エントリー16頭中、デビュー戦から全レースでコンビを継続しているのは、この高倉&
ノーブルマーズのみ。2015年6月の新馬戦(2着)から丸3年、28戦も…というから驚きだ。
乗り替わりが常の近代競馬界において、まさに異例。ツーショット写真を要求すると、どちらからともなくスッと寄り添ってパシャ! まさに人馬の絆を感じさせる暗黙の意思疎通だ。
「ちょっとアカンかったらクビになる時代。オーナーの理解がなければ、あり得ないことですから。本当にオーナー、宮本先生に感謝です」とは手綱を取る高倉。一方で“相方”の
ノーブルマーズのキャラも際立っている。
「以前は競馬に乗るのも怖くなるほどヤンチャだった。今はだいぶオジサンになってきましたが、とにかくマイペースなんですよ」と高倉が分析すれば、宮本調教師も「もうとにかくトボケているから…」と笑うように仰天エピソードには事欠かない。
雷雨の中で行われたセリでは、雷の音に驚いてまさかの放馬。
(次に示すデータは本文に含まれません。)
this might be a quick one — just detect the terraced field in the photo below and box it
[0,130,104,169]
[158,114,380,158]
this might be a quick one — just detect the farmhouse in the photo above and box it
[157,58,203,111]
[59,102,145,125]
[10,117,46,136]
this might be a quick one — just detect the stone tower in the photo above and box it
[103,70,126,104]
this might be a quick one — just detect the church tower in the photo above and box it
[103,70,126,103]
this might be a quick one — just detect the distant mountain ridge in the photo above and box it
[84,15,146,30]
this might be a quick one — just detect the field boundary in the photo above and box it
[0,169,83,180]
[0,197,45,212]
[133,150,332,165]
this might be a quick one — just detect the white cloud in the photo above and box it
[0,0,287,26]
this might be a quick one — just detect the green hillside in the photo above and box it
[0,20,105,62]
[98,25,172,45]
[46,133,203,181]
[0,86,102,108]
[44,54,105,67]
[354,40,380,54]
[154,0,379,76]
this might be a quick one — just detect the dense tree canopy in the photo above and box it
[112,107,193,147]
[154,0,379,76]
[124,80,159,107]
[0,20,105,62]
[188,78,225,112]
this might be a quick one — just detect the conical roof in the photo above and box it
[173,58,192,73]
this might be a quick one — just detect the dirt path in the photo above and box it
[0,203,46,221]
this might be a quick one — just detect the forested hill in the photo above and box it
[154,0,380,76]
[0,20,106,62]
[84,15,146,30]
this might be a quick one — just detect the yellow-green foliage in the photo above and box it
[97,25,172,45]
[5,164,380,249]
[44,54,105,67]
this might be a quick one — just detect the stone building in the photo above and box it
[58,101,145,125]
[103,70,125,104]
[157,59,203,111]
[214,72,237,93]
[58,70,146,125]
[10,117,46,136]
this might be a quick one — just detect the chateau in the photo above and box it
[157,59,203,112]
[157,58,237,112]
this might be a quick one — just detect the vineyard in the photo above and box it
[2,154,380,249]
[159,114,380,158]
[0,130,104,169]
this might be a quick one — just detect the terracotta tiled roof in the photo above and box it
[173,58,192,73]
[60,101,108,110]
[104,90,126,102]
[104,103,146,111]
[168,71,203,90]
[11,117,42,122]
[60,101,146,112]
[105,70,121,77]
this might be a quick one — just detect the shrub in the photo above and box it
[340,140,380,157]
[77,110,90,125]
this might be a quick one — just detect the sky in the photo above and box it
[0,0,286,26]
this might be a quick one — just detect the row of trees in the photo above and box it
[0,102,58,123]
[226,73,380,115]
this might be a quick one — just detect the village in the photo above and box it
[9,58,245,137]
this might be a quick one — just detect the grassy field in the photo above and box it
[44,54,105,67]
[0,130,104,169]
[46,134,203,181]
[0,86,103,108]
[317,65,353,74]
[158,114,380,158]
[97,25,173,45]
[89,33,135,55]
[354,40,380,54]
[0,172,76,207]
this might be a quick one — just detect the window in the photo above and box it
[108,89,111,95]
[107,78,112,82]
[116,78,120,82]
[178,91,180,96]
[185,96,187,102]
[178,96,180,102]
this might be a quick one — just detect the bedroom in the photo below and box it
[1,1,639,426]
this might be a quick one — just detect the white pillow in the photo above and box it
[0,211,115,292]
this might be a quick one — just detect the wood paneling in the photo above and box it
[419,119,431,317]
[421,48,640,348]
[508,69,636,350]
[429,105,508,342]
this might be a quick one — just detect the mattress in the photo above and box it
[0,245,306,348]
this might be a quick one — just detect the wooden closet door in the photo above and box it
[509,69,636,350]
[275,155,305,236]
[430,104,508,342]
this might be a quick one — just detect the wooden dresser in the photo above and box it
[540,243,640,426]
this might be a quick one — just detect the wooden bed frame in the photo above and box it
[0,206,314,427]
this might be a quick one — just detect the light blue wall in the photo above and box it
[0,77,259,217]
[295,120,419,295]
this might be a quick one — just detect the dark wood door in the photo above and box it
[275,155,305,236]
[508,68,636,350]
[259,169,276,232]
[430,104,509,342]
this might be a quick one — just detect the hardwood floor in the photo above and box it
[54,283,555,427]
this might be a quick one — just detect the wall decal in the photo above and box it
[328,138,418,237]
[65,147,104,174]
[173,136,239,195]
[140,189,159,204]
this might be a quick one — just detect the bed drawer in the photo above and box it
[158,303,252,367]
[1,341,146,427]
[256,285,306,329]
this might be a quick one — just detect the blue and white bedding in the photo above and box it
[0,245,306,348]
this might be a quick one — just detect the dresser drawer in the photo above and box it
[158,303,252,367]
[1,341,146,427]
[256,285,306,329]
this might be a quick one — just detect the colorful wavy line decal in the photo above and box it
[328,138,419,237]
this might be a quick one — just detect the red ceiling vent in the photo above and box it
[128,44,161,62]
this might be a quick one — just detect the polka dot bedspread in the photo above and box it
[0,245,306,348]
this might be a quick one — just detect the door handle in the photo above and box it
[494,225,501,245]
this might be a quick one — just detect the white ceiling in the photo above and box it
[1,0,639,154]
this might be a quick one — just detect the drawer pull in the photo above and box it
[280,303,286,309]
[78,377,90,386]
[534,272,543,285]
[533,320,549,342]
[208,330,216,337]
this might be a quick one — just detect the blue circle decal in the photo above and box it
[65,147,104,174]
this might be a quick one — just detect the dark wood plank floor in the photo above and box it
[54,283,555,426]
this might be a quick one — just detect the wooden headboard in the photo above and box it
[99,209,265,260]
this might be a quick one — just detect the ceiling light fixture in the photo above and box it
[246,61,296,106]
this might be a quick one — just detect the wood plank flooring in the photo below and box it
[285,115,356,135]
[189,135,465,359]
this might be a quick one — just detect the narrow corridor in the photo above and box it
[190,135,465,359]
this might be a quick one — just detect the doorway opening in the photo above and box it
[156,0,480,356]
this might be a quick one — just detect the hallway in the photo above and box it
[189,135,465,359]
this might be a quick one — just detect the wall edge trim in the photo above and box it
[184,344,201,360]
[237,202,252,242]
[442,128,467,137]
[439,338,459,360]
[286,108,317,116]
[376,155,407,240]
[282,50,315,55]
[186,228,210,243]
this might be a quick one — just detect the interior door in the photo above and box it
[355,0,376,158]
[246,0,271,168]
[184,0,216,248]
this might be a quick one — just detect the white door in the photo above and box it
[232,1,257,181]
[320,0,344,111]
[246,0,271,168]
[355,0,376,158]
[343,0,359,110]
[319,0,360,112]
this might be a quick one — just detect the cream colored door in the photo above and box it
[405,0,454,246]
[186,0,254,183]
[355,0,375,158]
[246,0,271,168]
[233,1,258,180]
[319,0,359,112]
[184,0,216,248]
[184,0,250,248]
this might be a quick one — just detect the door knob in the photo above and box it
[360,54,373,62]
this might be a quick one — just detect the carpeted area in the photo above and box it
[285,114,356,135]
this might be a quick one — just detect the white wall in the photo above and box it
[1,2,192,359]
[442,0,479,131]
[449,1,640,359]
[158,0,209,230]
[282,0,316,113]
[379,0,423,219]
そのためセリに参加する人数が激減して1100万円という“オイシイ”価格で落札された。今現在、稼いだ賞金は1億6000万円超。まさにオーナー孝行の馬と言えようか。
馬っ気も芸人さながらだ。「ホントに牝馬が好きみたいで。あれだけ牝馬を見つめる馬って珍しい」と高倉が証言するように、あるレースではゲート入り直前に牝馬を見つけ、並足をピタッと止めて観察し続けていたという。
そんな愛すべき馬に対し、高倉は日頃から「大丈夫だよ」「怖くないよ」などと話しかけ、信頼関係を築いてきた。
「とにかく声をかけることを大切にしてきました。それにずっと乗っているから、今回こうだから、次はああしようって臨機応変に対応できる。やっぱりジョッキーとしては、同じ馬に続けて乗れるのはいいですよね」
坂路での最終追い切りでもコミュニケーションは抜群だ。
「あまり無理せず、ダメージが残らないように乗りました。馬場の割には動いたし、悪くないですね。最近は競馬っぷりが変わり、ここ2走は本当にいい面が出てきた。気持ちのタフさは他の馬とは違うと思いますね」
自由奔放に駆ける相方を、時にムチでツッコミ、きっちり操縦する高倉。狙うはM-1
グランプリ…ではなく、競馬界の
グランプリ制覇。文字通り「人馬一体」になって取りに行く。